Eve laughed. “That’s one of Larry’s favorite gags.”
There was a slight pause. “Larry?” Margaret asked.
“My husband.”
“Oh, yes.”
“You two met,” Eve said. “At the bus stop or the delicatessen, or somewhere. He was crowing like a rooster when he came home. You’d think he’d never spoken to a woman in his life.”
Margaret laughed a forced, light laugh. “Mine is the same,” she said. “They’re all such little boys.”
“I think you’re the only reason he keeps taking Chris to the bus stop,” Eve said, laughing genuinely.
“Really?” Margaret asked, feigning surprise and innocence, hating the game she’d been forced to play, not wanting to talk to Eve, not wanting anything from this woman. Don’t give me anything, please, please, don’t. “Oh, you’re joking. You make me feel terribly embarrassed.”
“I’m joking, of course,” Eve said. “Margaret, do try to come to the party, won’t you? We’d like to meet your husband, and there’ll be a nice crowd. It’ll be fun.”
“I’ll try,” Margaret said. “I’ll call you.”
“Do you have the number?”
She almost said yes, she almost trapped herself into saying yes. She knew the number by heart, could reel it off a hundred years from now if Satan asked for it, but to this other woman she said, “No. Would you let me have it, please?” and she wrote it down as if she’d never heard it before, never known it. And then she promised she’d call tomorrow and then she said goodbye.
She sat down, and for the first time since the thing had started she felt like a bitch, a dirty little bitch.
We’re all bitches, she thought. We have to be bitches to get the things we want and need. I need him. I need him very much, and if I have to be a bitch to keep him, then I’ll be one. I didn’t call her, she called me. I’m a bitch, but I didn’t ask to be one. I have to be one. I couldn’t stop being this way unless I died, and I’d die if I lost him. I’m not a bitch for taking what I need. I’m not a bitch for wanting him. I’m not a bitch.
I’m a bitch, she thought. I’m a dirty little bitch.
“No!” Hank shouted. “Be careful! You’re crossing your... watch your poles! Pull them back! Get your...”
Arms flailing, poles wildly gyrating, knees together, toes turned in, skis crossing, Linda Harder came swiftly down the slope, a wehrmacht in ski pants and bright red sweater.
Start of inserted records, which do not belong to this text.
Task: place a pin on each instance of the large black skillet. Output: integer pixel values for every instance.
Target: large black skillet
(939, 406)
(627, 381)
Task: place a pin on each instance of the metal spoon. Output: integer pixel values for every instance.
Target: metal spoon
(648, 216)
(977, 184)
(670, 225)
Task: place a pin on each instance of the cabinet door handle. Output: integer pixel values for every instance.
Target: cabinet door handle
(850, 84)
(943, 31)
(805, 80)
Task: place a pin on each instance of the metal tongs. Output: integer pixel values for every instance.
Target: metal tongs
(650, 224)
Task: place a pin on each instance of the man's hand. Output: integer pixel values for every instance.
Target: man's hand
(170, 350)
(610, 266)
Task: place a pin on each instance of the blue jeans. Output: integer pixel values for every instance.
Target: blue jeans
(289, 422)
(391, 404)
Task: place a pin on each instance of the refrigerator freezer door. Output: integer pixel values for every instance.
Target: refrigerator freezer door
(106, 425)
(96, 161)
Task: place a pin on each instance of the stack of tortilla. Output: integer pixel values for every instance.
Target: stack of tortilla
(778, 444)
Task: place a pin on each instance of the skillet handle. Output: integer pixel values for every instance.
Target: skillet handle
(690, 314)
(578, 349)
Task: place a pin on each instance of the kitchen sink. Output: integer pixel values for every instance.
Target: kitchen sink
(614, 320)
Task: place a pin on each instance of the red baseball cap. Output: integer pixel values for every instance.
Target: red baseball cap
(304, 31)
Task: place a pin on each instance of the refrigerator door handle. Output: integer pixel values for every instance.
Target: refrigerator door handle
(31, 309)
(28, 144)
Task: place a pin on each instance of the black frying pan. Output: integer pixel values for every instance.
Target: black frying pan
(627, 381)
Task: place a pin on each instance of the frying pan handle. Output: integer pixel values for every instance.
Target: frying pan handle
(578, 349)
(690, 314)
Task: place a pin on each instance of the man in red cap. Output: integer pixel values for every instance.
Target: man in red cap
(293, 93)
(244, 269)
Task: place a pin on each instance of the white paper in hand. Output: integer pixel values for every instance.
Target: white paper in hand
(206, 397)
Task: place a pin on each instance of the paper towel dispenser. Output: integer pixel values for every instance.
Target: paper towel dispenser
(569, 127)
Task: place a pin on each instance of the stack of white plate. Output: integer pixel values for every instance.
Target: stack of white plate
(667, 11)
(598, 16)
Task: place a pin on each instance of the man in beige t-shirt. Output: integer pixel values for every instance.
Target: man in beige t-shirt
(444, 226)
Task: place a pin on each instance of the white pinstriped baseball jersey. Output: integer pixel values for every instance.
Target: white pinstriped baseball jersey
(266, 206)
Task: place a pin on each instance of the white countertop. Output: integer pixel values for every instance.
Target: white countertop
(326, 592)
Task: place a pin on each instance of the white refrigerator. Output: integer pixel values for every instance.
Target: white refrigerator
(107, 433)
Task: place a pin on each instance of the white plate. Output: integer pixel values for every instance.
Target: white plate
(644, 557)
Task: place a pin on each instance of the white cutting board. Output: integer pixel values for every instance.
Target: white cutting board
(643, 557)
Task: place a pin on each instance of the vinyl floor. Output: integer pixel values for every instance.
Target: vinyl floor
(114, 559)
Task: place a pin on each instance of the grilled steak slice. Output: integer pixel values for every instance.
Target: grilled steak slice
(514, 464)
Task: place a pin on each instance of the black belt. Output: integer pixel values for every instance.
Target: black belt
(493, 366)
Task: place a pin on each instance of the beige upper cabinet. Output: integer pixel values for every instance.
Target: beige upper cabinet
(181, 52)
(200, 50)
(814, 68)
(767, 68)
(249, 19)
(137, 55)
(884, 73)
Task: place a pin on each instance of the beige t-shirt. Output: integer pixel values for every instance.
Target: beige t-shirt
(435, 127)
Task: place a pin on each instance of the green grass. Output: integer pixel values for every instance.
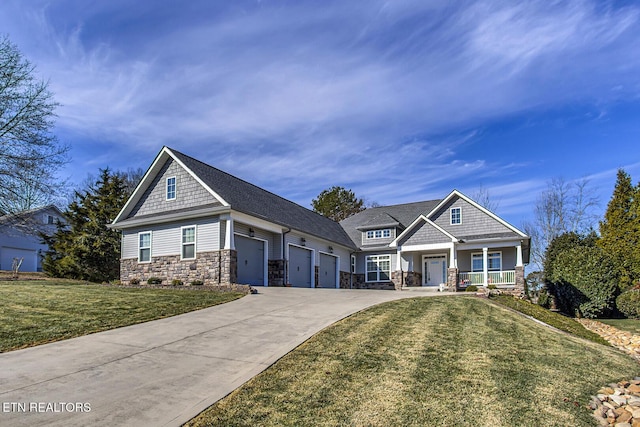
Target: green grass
(37, 312)
(556, 320)
(629, 325)
(437, 361)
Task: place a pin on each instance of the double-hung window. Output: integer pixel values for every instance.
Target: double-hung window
(171, 188)
(494, 262)
(378, 268)
(379, 234)
(189, 242)
(144, 247)
(456, 216)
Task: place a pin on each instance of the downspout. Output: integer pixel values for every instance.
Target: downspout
(351, 273)
(284, 259)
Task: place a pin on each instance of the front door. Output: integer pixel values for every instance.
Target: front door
(435, 270)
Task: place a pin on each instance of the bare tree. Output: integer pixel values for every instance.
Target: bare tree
(484, 199)
(562, 207)
(30, 154)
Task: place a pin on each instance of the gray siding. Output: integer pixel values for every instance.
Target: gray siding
(425, 234)
(189, 193)
(361, 256)
(378, 242)
(273, 240)
(166, 239)
(474, 221)
(508, 258)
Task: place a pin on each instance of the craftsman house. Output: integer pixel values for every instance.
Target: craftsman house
(189, 221)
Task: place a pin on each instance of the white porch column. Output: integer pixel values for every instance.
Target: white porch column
(453, 256)
(519, 256)
(485, 266)
(229, 241)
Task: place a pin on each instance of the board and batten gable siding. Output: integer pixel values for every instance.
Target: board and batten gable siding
(318, 246)
(273, 240)
(166, 239)
(474, 221)
(189, 193)
(424, 233)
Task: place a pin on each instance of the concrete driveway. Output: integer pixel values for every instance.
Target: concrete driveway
(163, 373)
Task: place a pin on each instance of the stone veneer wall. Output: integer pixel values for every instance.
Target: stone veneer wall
(276, 272)
(215, 267)
(452, 279)
(520, 278)
(345, 280)
(360, 283)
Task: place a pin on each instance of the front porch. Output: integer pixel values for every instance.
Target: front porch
(460, 266)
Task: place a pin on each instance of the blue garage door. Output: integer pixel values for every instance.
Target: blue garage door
(250, 261)
(299, 267)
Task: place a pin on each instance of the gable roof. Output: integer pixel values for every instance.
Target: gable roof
(382, 216)
(244, 197)
(456, 193)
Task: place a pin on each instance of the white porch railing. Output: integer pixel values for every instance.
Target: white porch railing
(495, 278)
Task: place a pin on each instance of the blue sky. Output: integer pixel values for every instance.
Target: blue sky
(400, 101)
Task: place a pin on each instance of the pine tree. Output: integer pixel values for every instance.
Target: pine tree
(85, 248)
(620, 230)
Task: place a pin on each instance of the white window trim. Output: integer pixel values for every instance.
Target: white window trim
(481, 257)
(195, 241)
(382, 236)
(451, 216)
(150, 246)
(366, 271)
(175, 188)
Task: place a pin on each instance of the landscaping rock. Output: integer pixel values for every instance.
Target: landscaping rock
(618, 404)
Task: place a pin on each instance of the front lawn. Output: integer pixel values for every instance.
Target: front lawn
(557, 320)
(629, 325)
(428, 362)
(37, 312)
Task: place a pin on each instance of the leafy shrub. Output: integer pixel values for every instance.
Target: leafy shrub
(629, 303)
(543, 298)
(584, 281)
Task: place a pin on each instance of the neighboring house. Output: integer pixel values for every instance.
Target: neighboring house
(189, 221)
(20, 237)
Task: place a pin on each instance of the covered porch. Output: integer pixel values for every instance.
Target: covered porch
(454, 266)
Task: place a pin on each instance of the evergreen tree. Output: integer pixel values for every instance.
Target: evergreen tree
(85, 248)
(337, 203)
(620, 230)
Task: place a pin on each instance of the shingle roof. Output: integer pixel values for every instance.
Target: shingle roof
(404, 214)
(253, 200)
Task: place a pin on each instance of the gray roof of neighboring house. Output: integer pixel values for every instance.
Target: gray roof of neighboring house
(253, 200)
(383, 216)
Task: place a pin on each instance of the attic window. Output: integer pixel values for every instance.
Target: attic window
(456, 216)
(379, 234)
(171, 188)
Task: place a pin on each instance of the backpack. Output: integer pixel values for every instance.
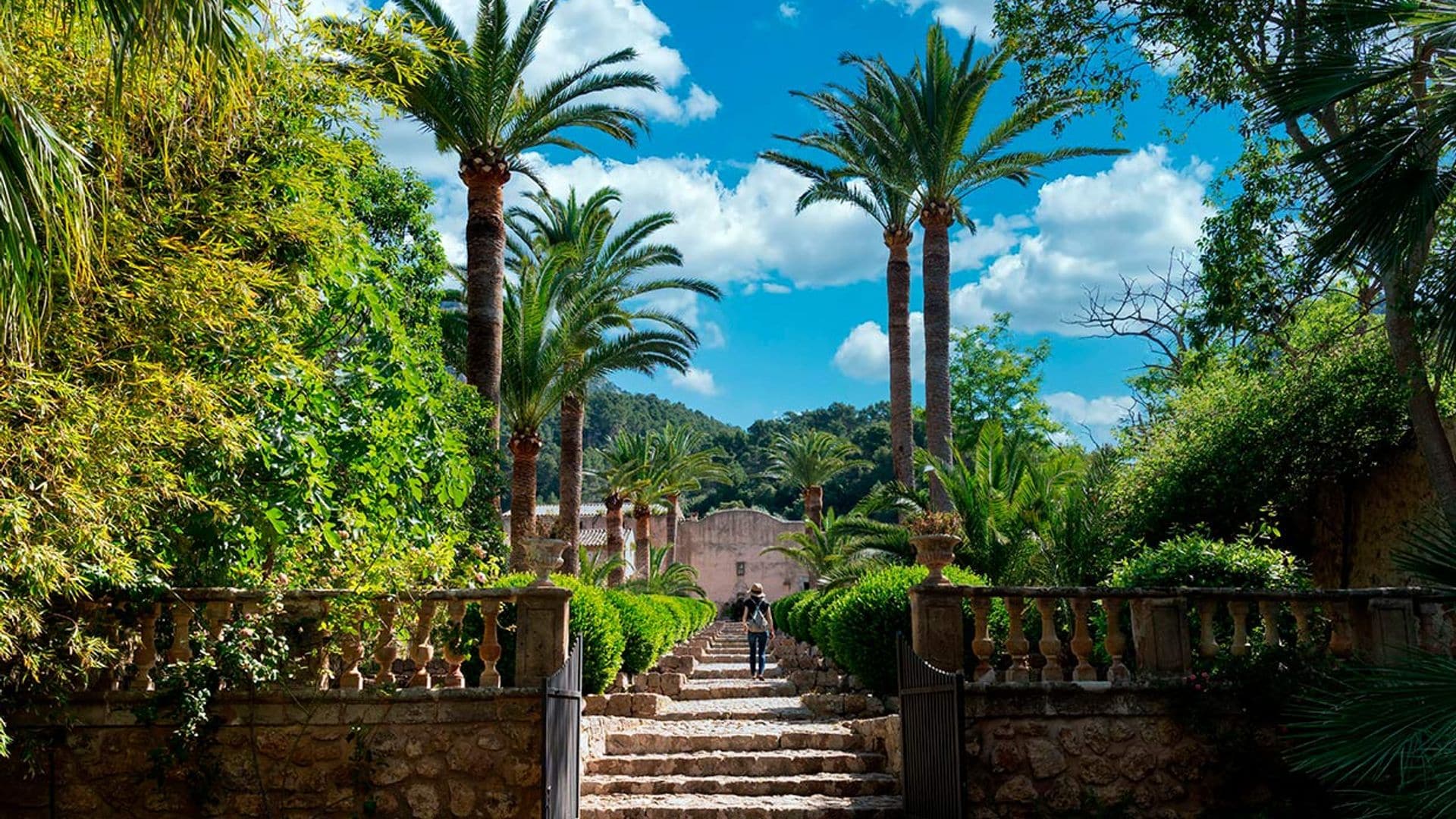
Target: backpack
(759, 621)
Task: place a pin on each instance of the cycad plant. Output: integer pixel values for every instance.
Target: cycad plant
(473, 101)
(938, 104)
(808, 460)
(663, 576)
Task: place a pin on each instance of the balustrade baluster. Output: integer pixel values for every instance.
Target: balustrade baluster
(1050, 645)
(1207, 639)
(1082, 640)
(386, 649)
(1239, 611)
(181, 649)
(1269, 615)
(216, 613)
(421, 651)
(1301, 610)
(452, 651)
(1116, 643)
(1341, 640)
(490, 645)
(982, 645)
(146, 656)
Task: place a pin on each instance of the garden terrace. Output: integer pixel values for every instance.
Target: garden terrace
(1053, 634)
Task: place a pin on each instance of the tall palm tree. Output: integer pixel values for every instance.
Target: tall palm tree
(610, 262)
(938, 102)
(685, 463)
(545, 311)
(473, 99)
(44, 205)
(808, 460)
(870, 169)
(628, 469)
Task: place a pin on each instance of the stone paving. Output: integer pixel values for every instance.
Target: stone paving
(731, 748)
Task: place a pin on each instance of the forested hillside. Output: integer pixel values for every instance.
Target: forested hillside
(612, 410)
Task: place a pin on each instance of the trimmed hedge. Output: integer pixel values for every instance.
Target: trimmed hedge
(619, 630)
(858, 627)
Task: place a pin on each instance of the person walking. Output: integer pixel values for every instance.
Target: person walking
(758, 618)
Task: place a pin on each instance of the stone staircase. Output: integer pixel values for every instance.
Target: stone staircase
(730, 746)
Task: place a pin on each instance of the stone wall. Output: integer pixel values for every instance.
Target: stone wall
(441, 752)
(1037, 751)
(718, 542)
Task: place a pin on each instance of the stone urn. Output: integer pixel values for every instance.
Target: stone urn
(545, 556)
(935, 553)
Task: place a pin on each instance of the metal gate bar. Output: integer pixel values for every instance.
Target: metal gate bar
(932, 719)
(561, 739)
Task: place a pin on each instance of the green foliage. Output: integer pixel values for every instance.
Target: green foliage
(1238, 439)
(1200, 561)
(993, 379)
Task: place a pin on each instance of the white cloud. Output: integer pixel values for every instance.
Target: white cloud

Bending from the waist, powerless to stop her descent as the crossed skis carried her, she pulled up the poles, twin pikes ready to pierce the enemy’s breast.
“Linda, you’re...”
Hank gritted his teeth. Helplessly, he stood at the bottom of the slope, trusting to God that...
“Linda!”
Over she went, the tip of her left ski digging up a furrow of snow, pitching forward headfirst, the poles rotating like the arms of a windmill. She landed in a welter of arms and legs and wood and bright red confusion. Hank dug in his poles and herringboned to the tangle. Quickly, he knelt beside her.
“Are you all right?”
Linda nodded. Her sweater and face were covered with snow. Her black hair hung on her forehead, speckled with crystalline white.
“No legs broken?”
She nodded again.
“Let me help you up.” He rammed his poles into the snow, moved behind her and lifted. Unsteadily, Linda got to her feet, digging her poles into the fresh powder. “What did I do wrong?” she asked.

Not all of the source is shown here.